Some of these loans have an adjustable interest rate feature with what’s known as a “teaser period” the allows homeowners to pay an even lower rate for a give period of time.
The combination of a higher mortgage rate and the added principal payment could be a shock to some home buyers, say some mortgage industry professionals.
“We’re right at the cusp of a housing bubble,” said David Olson, head of WholeSale Access, an industry research firm. He warned too many people are buying homes with the expectation that their prices will keep rising.
According to a survey published at the MBA’s annual conference late last month, interest-only loans jumped in popularity during the first six months of 2005, and most had adjustable rates.
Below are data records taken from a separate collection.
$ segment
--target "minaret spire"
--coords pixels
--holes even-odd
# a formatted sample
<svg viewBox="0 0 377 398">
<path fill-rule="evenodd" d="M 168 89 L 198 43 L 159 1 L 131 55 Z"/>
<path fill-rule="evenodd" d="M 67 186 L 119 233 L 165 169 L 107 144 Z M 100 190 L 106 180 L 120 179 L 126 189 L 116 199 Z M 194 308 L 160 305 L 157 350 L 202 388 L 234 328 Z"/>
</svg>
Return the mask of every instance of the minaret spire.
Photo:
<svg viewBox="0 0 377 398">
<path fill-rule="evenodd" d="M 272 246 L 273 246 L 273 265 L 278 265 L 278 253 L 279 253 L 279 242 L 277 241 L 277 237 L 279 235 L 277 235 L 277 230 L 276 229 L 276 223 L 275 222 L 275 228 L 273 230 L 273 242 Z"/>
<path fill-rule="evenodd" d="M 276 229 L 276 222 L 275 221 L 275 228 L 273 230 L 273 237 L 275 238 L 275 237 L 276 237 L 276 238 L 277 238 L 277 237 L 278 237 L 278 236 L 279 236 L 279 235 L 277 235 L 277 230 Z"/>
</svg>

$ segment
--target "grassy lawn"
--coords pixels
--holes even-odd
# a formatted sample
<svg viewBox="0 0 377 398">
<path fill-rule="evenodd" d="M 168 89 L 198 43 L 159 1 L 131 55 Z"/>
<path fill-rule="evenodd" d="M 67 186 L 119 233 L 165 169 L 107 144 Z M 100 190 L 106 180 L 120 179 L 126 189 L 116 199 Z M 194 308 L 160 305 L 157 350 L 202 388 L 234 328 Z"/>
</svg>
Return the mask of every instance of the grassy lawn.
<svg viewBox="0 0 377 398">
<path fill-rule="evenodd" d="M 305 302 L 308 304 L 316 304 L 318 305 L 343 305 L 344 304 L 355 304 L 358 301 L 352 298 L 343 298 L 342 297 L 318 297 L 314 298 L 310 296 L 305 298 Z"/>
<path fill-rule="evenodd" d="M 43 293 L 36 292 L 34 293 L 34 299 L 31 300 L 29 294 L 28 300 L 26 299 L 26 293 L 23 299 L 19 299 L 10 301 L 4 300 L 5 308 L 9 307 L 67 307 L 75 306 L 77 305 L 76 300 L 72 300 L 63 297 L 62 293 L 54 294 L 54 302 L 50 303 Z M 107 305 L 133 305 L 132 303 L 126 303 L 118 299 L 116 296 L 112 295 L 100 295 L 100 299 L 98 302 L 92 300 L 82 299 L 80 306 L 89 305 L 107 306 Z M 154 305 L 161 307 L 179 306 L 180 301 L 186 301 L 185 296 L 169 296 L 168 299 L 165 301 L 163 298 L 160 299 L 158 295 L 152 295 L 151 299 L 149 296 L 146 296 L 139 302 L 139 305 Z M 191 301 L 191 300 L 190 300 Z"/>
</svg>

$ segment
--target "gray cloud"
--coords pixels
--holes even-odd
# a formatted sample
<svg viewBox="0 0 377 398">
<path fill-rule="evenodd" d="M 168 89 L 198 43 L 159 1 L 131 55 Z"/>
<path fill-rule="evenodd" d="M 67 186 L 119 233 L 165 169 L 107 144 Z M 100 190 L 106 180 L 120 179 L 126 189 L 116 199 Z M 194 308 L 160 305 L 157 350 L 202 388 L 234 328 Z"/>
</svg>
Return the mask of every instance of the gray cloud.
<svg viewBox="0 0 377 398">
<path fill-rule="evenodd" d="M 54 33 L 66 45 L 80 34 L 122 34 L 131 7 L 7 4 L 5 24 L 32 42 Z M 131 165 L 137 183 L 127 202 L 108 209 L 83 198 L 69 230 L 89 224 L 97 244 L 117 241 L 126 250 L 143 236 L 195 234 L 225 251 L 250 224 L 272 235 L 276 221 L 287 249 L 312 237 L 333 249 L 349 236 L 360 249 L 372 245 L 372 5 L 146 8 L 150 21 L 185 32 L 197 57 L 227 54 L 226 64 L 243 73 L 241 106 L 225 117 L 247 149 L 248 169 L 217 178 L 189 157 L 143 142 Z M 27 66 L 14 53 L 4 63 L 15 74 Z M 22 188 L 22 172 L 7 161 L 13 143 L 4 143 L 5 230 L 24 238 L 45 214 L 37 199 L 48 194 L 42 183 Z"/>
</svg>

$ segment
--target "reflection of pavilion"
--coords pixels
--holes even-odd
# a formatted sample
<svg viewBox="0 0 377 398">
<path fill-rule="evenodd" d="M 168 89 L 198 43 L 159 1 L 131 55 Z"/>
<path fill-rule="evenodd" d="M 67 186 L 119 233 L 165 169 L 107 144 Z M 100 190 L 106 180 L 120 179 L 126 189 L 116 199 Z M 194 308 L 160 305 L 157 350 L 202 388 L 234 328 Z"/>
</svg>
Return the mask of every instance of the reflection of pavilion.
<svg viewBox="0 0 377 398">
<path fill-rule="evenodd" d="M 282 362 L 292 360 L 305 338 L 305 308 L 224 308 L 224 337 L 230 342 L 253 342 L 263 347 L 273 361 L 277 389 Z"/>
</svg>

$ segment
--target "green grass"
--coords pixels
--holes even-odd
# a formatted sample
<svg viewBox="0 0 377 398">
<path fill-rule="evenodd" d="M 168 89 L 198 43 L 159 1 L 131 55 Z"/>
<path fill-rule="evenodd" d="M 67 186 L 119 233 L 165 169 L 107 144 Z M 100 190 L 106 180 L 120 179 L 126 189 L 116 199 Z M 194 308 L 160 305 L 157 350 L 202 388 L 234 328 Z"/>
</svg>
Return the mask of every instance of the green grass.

For some home buyers with good credit these loans are ideal, Beckmann said. Many home buyers stay in their homes for four to five years, so getting a traditional 30-year fixed rate loan may not make much sense because the principal paid off in the early years of a long-term mortgage is not significant, he said.
“If you are a sophisticated borrower you should have the ability to decide,” Beckmann said.
But some industry observers warned those loans are being marketed to less creditworthy borrowers.
“Underwriting has slipped. If you look at FICO (credit) scores, many loans today are made with sub-prime FICO (credit) scores,” said Olson. “We are just asking for trouble.”
Besides the interest only loans, other products that have gained popularity with lenders are loans with little or no lender documentation, so-called lo-docs and no-docs. Some of these loans finance all of a home’s purchase price so borrowers have to make little or no down payment.
To date, many borrowers with a low credit score have been able to take advantage of low borrowing costs by paying down one mortgage with another home loan. But with rising interest rates, some of these borrowers may not be able to get another loan to pay down a mortgage that sees a jump in monthly payments.
At the same time, some borrowers with poor credit were able to resell their homes at a profit and borrow more money for another home before the first home’s mortgage rate rose.
“There have been no bad delinquencies yet because higher home prices bailed them out,” said Olson.
Borrowers with little in the way of savings may run into trouble making the higher, adjusted payments because they qualified based on an artificially initial low rate, and defaults will go up, Olson warned.
These borrowers — especially those who purchased homes as investments — may just “walk away from the house,” he said.